The Cuda samples work fine on the GTX 960. Its on the first call to cudaMemcpy2D.
The program workflow is more or less like that:
- allocate ‘device’ buffer for image A
- allocate ‘host’ buffer for image A
- copy from ‘host’ buffer for image A to ‘device’ buffer for image A.
Unfortunately, I cannot give a self-consistent code here.
This is, because we have a complex framework which does ‘lazy’ transfers under the hood. So image A actually has two buffers - device and host, and some flags which tells which buffer is the valid one. the cudaMemcpy2D mentioned above is done automatically under the hood when image A is requested for read on the device.
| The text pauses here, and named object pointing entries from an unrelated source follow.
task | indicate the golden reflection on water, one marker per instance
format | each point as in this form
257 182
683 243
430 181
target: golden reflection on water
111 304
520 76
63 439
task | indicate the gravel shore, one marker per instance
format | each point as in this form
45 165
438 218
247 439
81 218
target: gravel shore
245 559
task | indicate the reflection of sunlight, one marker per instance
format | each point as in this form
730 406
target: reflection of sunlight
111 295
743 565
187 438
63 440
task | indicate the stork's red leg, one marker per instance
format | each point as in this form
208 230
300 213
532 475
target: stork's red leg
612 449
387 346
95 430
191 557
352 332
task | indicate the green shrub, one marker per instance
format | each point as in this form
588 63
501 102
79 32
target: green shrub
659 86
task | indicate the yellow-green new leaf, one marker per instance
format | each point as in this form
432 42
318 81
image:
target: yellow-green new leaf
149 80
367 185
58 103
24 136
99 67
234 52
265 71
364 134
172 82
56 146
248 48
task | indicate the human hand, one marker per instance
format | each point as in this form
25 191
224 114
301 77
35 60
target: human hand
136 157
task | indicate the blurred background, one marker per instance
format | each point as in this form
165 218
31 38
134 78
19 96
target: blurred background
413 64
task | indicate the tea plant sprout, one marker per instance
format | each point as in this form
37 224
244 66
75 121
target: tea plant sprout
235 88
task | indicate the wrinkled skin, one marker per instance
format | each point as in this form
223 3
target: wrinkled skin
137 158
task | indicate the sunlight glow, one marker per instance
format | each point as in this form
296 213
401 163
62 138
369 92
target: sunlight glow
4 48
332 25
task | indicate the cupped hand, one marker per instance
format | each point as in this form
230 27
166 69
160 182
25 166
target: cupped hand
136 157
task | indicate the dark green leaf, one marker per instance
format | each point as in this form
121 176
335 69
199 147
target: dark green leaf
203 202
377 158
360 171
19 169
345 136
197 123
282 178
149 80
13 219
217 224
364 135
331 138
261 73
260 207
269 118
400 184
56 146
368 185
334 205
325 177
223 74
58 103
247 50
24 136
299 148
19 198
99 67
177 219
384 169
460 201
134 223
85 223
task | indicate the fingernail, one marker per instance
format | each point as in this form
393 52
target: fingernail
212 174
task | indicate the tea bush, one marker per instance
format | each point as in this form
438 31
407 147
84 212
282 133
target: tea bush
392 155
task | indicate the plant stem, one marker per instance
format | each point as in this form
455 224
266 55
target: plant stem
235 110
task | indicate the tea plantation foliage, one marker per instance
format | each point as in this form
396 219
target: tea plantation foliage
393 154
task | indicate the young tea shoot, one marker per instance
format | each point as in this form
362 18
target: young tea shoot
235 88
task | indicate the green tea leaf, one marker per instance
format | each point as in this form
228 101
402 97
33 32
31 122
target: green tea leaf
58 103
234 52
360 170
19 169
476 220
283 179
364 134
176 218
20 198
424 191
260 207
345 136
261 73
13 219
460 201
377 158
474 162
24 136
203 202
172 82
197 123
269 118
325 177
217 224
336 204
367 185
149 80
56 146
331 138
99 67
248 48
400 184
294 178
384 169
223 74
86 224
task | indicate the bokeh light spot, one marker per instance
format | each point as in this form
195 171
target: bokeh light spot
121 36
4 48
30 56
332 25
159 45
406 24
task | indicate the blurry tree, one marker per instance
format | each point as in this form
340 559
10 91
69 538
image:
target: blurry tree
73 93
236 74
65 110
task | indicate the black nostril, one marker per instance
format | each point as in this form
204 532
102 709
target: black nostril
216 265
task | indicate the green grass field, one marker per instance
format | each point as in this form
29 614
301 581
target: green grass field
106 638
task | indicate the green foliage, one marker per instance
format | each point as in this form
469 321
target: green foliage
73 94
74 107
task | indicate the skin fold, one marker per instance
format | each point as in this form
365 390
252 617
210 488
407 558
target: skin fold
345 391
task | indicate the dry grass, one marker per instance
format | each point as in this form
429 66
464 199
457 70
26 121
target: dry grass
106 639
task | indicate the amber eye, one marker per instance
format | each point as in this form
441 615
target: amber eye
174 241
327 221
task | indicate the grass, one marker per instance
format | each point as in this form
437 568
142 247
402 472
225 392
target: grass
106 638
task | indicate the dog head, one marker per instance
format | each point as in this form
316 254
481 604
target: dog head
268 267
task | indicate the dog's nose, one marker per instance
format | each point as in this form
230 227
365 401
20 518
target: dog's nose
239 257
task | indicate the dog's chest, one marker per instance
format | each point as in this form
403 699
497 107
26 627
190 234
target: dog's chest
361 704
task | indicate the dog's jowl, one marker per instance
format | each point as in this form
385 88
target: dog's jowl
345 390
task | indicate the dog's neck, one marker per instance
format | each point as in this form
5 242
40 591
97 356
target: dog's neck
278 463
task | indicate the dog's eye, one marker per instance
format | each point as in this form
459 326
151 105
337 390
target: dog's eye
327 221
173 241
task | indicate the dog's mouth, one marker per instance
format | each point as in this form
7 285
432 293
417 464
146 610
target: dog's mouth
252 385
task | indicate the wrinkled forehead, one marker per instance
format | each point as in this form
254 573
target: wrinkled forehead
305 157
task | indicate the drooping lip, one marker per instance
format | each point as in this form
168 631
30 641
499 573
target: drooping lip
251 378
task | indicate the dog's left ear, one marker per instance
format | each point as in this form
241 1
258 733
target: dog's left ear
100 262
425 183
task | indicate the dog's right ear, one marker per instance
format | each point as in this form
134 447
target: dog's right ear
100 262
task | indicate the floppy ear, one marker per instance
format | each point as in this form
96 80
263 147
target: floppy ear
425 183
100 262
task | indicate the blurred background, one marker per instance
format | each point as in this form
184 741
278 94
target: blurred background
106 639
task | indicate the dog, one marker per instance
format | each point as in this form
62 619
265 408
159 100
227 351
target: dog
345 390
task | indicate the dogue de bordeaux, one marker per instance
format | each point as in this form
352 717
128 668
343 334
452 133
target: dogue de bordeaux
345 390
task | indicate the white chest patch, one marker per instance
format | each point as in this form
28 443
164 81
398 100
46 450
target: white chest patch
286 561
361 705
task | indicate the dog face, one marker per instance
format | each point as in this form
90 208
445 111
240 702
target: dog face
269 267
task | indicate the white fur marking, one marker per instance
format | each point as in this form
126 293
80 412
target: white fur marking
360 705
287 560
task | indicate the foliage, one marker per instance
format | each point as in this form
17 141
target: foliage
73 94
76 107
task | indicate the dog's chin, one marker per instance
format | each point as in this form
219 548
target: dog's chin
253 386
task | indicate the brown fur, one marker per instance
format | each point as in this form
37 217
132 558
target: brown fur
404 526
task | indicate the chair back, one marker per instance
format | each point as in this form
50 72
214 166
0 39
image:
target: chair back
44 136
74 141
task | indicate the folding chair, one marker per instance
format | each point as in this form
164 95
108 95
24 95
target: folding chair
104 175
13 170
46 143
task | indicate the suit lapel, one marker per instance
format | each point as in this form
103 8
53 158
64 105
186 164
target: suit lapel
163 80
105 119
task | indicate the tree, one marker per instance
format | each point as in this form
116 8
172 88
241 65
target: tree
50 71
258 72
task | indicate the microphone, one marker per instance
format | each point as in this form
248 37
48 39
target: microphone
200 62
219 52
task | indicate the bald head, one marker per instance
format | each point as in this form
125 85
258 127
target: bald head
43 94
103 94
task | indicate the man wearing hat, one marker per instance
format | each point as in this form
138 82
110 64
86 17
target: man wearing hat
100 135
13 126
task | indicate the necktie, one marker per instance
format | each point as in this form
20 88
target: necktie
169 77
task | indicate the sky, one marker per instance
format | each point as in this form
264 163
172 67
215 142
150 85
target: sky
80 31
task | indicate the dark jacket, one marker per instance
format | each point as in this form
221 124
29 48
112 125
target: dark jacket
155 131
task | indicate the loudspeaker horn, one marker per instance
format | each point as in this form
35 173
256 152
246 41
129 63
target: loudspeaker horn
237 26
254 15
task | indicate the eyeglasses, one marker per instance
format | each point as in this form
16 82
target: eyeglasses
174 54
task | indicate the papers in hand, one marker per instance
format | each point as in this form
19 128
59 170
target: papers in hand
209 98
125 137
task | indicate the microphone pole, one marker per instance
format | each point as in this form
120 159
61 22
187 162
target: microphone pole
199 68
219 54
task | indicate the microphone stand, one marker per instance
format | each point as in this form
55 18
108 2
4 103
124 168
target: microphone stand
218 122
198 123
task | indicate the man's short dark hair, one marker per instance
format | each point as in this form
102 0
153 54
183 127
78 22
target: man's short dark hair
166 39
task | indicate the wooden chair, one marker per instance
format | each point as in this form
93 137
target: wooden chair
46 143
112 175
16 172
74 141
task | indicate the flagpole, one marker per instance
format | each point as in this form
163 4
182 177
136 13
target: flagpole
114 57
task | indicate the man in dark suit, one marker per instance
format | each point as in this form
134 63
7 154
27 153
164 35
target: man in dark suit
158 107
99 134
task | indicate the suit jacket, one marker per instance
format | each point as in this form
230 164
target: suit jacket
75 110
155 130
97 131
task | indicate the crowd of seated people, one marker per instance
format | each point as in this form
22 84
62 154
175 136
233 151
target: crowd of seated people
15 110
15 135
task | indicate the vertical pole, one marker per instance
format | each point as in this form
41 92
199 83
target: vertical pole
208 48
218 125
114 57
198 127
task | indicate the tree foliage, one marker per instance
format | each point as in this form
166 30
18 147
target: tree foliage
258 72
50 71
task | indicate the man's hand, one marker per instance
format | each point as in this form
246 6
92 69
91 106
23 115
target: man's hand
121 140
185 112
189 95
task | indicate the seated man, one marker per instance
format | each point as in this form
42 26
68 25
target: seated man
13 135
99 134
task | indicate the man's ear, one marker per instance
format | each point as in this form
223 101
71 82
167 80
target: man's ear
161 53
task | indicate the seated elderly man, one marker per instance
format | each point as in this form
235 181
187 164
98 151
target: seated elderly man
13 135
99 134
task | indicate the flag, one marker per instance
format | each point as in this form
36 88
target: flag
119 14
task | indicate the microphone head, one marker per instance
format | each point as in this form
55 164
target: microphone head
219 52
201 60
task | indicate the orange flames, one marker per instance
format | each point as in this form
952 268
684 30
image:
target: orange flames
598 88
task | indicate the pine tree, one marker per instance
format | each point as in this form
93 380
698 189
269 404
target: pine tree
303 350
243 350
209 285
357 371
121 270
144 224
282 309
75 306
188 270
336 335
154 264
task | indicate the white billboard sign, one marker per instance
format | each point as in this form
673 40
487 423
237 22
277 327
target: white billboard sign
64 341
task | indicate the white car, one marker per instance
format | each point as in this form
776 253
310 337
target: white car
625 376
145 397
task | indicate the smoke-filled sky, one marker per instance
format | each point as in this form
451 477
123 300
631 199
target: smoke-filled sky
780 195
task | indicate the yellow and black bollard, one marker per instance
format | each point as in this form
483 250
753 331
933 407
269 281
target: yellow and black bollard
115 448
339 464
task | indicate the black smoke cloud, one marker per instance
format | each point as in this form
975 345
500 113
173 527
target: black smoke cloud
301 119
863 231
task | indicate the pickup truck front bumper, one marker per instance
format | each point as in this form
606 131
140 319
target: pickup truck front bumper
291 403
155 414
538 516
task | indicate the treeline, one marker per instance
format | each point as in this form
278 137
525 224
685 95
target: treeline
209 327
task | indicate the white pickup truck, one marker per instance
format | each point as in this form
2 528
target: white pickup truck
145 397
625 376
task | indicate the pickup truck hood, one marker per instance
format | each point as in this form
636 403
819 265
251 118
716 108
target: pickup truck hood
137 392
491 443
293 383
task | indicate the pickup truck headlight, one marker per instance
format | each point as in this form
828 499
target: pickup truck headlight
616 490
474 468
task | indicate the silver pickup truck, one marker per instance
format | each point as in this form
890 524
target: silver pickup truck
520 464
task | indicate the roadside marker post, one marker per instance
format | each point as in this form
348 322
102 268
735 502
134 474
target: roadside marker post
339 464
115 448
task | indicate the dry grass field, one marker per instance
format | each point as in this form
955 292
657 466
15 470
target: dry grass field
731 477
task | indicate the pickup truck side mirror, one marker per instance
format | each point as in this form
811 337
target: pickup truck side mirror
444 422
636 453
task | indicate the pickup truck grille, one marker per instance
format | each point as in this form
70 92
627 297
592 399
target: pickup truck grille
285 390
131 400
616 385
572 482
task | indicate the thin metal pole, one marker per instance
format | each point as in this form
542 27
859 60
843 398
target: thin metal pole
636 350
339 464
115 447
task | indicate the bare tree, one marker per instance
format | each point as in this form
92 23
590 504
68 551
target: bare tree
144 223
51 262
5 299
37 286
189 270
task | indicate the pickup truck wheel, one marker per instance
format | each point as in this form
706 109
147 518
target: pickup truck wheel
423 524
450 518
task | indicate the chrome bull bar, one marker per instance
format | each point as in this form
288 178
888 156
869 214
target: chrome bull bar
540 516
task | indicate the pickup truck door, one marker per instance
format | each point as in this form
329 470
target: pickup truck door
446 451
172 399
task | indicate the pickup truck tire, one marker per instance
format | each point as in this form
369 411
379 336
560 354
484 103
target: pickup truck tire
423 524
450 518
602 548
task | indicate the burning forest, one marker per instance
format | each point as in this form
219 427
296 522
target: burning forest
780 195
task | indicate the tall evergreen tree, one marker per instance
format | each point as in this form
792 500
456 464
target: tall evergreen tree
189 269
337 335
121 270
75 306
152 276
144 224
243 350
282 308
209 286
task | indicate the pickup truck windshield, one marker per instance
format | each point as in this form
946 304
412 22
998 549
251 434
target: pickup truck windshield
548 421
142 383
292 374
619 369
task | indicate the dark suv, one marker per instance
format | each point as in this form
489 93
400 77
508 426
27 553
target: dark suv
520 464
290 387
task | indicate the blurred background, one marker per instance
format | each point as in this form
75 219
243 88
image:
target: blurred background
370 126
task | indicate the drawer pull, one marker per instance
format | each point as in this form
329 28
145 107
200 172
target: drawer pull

Furtermore, all CUDA API functions (and own-written functions which call a GPU kernel) are not called directly in our framework. Instead, for each GPU one ‘GPUWorker’ object is responsible. This object gets ‘jobs’ to be done (via boost::bind) and executes them in a serialized way. This mechanism is in order to ensure CPU-thread-safety (typically, CUDA kernels are not thread-safe as they usually use constant memory, texture references or other non-thread-safe stuff).
I wrote a self-consistent example where the CUDA API calls are done without a GPUWorker object, but ‘unfortantely’ that example works.
And the most strange thing is - the same test code actually WORKS (does not hang) with Visual Studio 2013, Cuda Toolkit 7.0 !! I also checked the result image (after copying host->device), looks fine. also no error code ris eported from ‘cudaMemcpy2D’ fn.
So as we currently migrating everything to VS 2013 and Cuda Toolkit 7.0, I will not investigate this issue further and simply consider it as a strange ‘artifact’ of the combination of Cuda Toolkit 5.0 ,Maxwell card and the newest drivers. We had such stuff already (strange errors on certain cards with certain drivers).